The Claude upgrade that was retrograde

Claude 3.7 seemed like a winner, but then it wasn’t and it likely cost Cursor millions.

Like many new AI developers, I was eager to try my IDE’s implementation of Claude 3.7 upon its release. By various benchmarks, it seemed like an unconditional upgrade.

The hype quickly built across AI editor makers eager to deploy a better way to build apps.

But soon, problems started to arise.

It became clear that Replit and Cursor hadn't tested their Claude v3.7 implementations before go-live because it's not ready for prime time for AI code editing. As we know from the OpenAI side of things, just because the number is higher doesn't mean it's better, at least for this use case.

Like many others, I had major issues with Agent v2. The core problem was this - Agent v2 no longer reliably listened to what you asked it to do. It's no longer the obedient developer that follows you as the product and engineering manager. It constantly does what it thinks is best and terrible results follow.

In using agency to try to be more helpful, the model has become significantly less effective.

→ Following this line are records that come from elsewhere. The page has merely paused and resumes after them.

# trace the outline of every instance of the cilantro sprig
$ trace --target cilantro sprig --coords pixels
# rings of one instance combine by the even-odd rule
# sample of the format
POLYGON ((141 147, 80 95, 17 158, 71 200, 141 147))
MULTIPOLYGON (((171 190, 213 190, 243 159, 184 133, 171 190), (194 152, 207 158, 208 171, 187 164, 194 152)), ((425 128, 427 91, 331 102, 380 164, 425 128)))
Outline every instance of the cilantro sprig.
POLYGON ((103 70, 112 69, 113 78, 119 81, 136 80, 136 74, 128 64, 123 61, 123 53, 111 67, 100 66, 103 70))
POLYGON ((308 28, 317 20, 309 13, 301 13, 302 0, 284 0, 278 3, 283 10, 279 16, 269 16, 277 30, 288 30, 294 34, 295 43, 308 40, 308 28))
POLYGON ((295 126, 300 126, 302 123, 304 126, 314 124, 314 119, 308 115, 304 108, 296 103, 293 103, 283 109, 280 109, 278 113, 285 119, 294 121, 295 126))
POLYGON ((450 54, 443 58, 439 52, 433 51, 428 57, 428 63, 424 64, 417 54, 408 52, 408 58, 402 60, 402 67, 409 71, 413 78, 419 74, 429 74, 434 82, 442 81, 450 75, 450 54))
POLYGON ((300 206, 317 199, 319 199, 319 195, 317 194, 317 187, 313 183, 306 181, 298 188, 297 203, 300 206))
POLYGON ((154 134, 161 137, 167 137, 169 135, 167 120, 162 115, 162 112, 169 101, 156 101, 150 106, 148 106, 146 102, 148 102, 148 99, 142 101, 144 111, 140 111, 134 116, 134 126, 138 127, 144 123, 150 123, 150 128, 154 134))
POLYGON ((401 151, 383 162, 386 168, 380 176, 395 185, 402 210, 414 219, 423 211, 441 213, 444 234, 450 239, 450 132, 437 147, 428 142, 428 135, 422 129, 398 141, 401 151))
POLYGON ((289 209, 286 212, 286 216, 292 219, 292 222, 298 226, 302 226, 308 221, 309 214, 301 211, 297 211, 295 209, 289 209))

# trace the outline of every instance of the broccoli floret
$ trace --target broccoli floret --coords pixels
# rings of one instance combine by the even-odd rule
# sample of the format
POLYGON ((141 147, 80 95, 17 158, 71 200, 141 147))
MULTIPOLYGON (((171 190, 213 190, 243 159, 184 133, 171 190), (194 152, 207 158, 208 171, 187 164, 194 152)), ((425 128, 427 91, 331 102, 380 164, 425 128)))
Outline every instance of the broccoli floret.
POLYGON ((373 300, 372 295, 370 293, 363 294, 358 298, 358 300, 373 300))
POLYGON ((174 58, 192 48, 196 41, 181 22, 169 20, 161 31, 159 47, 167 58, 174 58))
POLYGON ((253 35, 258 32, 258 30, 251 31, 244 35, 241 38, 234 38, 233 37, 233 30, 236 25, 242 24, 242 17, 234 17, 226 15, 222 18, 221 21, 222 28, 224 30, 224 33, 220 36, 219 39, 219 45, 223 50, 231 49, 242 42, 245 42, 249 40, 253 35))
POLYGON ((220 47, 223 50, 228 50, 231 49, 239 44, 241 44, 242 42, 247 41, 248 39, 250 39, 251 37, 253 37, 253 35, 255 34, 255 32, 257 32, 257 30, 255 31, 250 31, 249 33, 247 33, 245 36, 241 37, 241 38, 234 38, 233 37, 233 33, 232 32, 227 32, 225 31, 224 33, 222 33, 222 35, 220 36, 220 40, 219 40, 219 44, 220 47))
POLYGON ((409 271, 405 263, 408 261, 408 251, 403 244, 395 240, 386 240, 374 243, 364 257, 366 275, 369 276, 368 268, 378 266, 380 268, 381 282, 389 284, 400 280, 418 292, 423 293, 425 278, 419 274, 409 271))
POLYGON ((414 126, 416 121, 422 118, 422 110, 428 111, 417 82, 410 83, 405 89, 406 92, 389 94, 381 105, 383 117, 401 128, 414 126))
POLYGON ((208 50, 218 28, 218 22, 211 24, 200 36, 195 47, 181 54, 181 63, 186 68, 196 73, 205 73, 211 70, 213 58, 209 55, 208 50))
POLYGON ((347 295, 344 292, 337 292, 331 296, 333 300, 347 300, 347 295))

I've had a couple of major issues recently. So many that I've downgraded back to v1 Agent (3.5):

  • v2 (3.7) will ignore direct and repeated asks to focus on your task, instead returning to bugs or outstanding problems. It's very difficult to ensure compliance

  • v2 no longer allows distinct plans for specific issues or feature development. Every chat is a continuation of previous ones and constantly revisits earlier discussions when working on new issues

  • v2 has memory, but it has backfired because there's no way to direct it to focus on new things. Every new chat reverts to old issues

  • v2 has a longer context window, but it can't actually handle it and hallucinates after just a few steps of its new 120 step context window. You no longer get warnings for a big chat, and by the time it reaches the 120 step limit, it's already far gone

  • v2 solves errors on its own, but due to its self-reinforcing reasoning, it does so in error-prone ways. Imagine talking to yourself and confirming your own mistaken beliefs instead of asking your human partner for help

  • v2 ignores direct requests to change its stack if it thinks a point solution is better, even if it's better overall to adjust the stack

  • v2 struggles to restart when stuck. v1 will happily scrap a flawed codebase, whereas v2 insists on trying to fix it

Perhaps v3.7 is theoretically beating the benchmarks, but its own agency works against it. It is useful for tackling one-off tough issues (which is now how I use it via t3.chat but for ongoing, iterative coding development, v3.5 is still the best.

I pleaded with Replit to not force an upgrade for all users to v3.7, and hopefully someone heard me because they did not force the upgrade. However, their founder keeps posting notes about how v3.7 is a “leapfrog” despite the ongoing issues. I am 100% sure that forcing an upgrade would have resulted in Replit losing millions in revenue from churn, just as Cursor likely has.

The paradox of agency and the best of both worlds

This has highlighted the paradox of agency in the AI realm. Andrej Karpathy was right when he talked about the tradeoff between Agency and Intelligence for humanity in the world of AI:

It applies equally well to AI. If we want AI to have a meaningful impact on our lives, we should focus on connecting them to more tasks (e.g. embedding, integrations, use cases) rather than making them "smarter". AIs with more agency should be closer to AGI than those that in theory beat benchmarks but in practice could do nothing for us. Indeed, despite more advanced AI models and much more advanced computing having existed for the past 20 years, humanity was more impressed by the advent of ChatGPT which simply showcased AI gaining agency to share its thoughts with the user.

Ultimately, Agency is a double-edged sword. It can enhance productivity and efficiency with the right implementations and guardrails. When unchecked (as in early implementations of Claude v3.7), it can be disastrous.

Still, there’s a way to achieve the best of both worlds.

I find that 3.7 excels at creating infrastructure and solving nasty back-end bugs. If you ask it to create a simple portfolio grid or a stylistically minimal site, it can't. Meanwhile, 3.5 will make the nicest landing pages, display components, and organize file directories, but can get stuck in thorny technical and infrastructure issues.

3.5 creates a plan of attack, checks in regularly, explains itself, and won't destroy your codebase without a recent rollback. 3.7 is determined to solve your problems and will iterate on its own to tackle hard problems, but doesn't create plans, check in, explain itself or provide good rollbacks as it unilaterally destroys your codebase.

I want both, with the ability to pick between them based on context.